Many of us who live with autism are familiar with the comings and goings of the ticking time bomb—one that disappears for periods of time, so much so that we might forget about it. Then, suddenly, this bomb drops at our doorstep in the form of a returning or new obstacle, so intense that it causes us to pause our lives, alter our plans, maybe even change our current paths.
For our family, the new challenge has been sudden, piercing, sporadic screams. Not constant, not even often, thankfully, but jolting nonetheless. So here we were, in the midst of our relatively calm days, when the bomb returned with a loud crash. A startling brief scream from our daughter that told us immediately we were back in the trenches.
Subsequently, this type of scream recurs intermittently, once every few days to maybe a couple of times a day. A scream that, for a few seconds, startles anyone within earshot, Each time the scream passes, we are left with a low-grade ticking in the background, reminding us that at any moment another high pitch, trembling sound could come out of our beautiful, sweet daughter.
A scream that briefly, for a few seconds, startles anyone within earshot and causes her distress and embarrassment.
She covers her mouth and says, “Stop scream.” She later types to us apologizing, saying this affliction is deeply stressful, that sometimes she is in pain (she also has Crohn’s disease), that she feels awful and embarrassed when that scream overtakes her, at any time or place indiscriminately, with no warning or way to prevent it.
Then, there is an added stress of glances or stares, the worry we feel that it has caused others discomfort, the isolation that our daughter periodically chooses to retreat into for fear of bothering those around her.
While the bomb is ticking away, we go on with life, often feeling apprehension and angst, hoping each moment can be peaceful and that we can continue enjoying connection, progress, fun, and laughter that still exist in the midst of the underlying worry and stress.
While we realize this bomb is a temporary visitor, living with ticking in the background never gets easy or loses its potency.
For those out there who do not live with autism or these types of complications, I ask this: please remember, when you see someone acting in a way that is odd, or even temporarily startling, that person is most likely a victim of something bigger than any human can control.
That person is working incredibly hard to get through a challenging, painful ordeal. This individual is probably loving, kind, and talented. Adored by many. Yet, surviving an explosive obstacle.
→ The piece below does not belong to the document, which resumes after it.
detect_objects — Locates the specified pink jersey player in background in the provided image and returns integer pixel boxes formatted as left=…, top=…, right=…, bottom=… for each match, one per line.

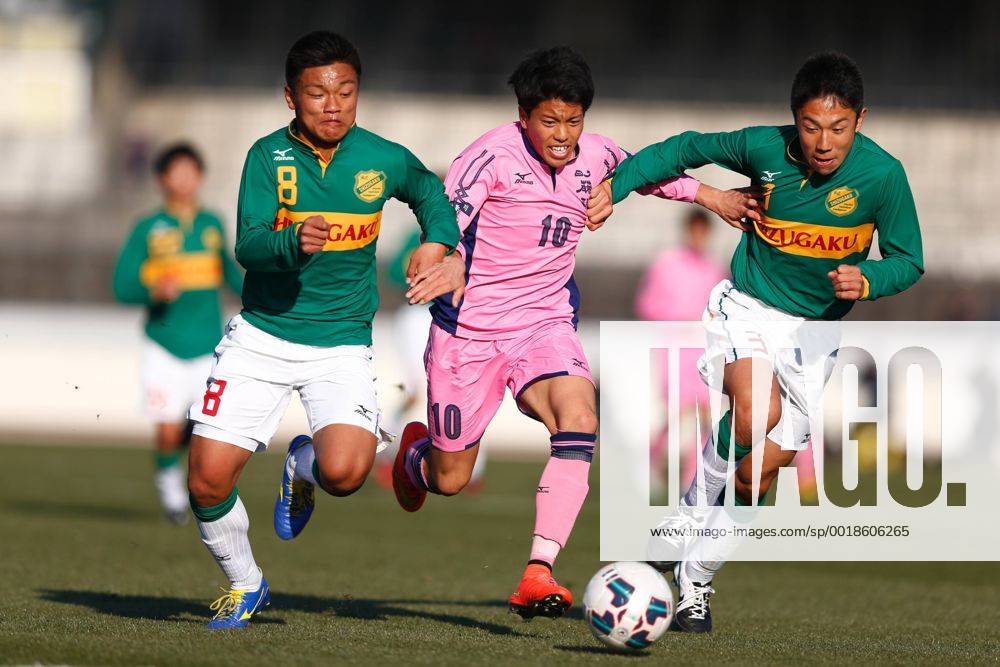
left=394, top=46, right=760, bottom=620
left=636, top=210, right=726, bottom=496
Please also keep in mind there is something you can do to help: refrain from judgment and instead offer compassion and encouragement.
It will be a lifeline to that person, that family, as they survive the duration of the dreaded time bomb.
For the most part, in the past several years we have been surrounded by people who understand this. For example, when a two-second scream happened during her college course, the professor looked at her lovingly and went on teaching. The other students followed the teacher’s lead—briefly startled, glancing for a moment to make sure everything was OK, then carried on with class as usual, allowing our daughter to gather herself and also resume class, attentively and calmly.
Not only did the professor and fellow students save the moment, but this kind angel of a teacher followed up with an email, making sure everything was OK and mentioning that she loves having our daughter, who usually contributes and enthusiastically soaks up the content, in her class.
On the brink of collapsing in despair for fear of the visiting bomb, this was the lifejacket our family needed.
We will ride out this time bomb phase with love and compassion. That’s what families like ours learn to do, shield as best we can and forge ahead during these temporary periods of unrest. Then, when the bomb disappears, we get back on the track we were previously on, moving forward with our daughter continuing to share her gifts with the world.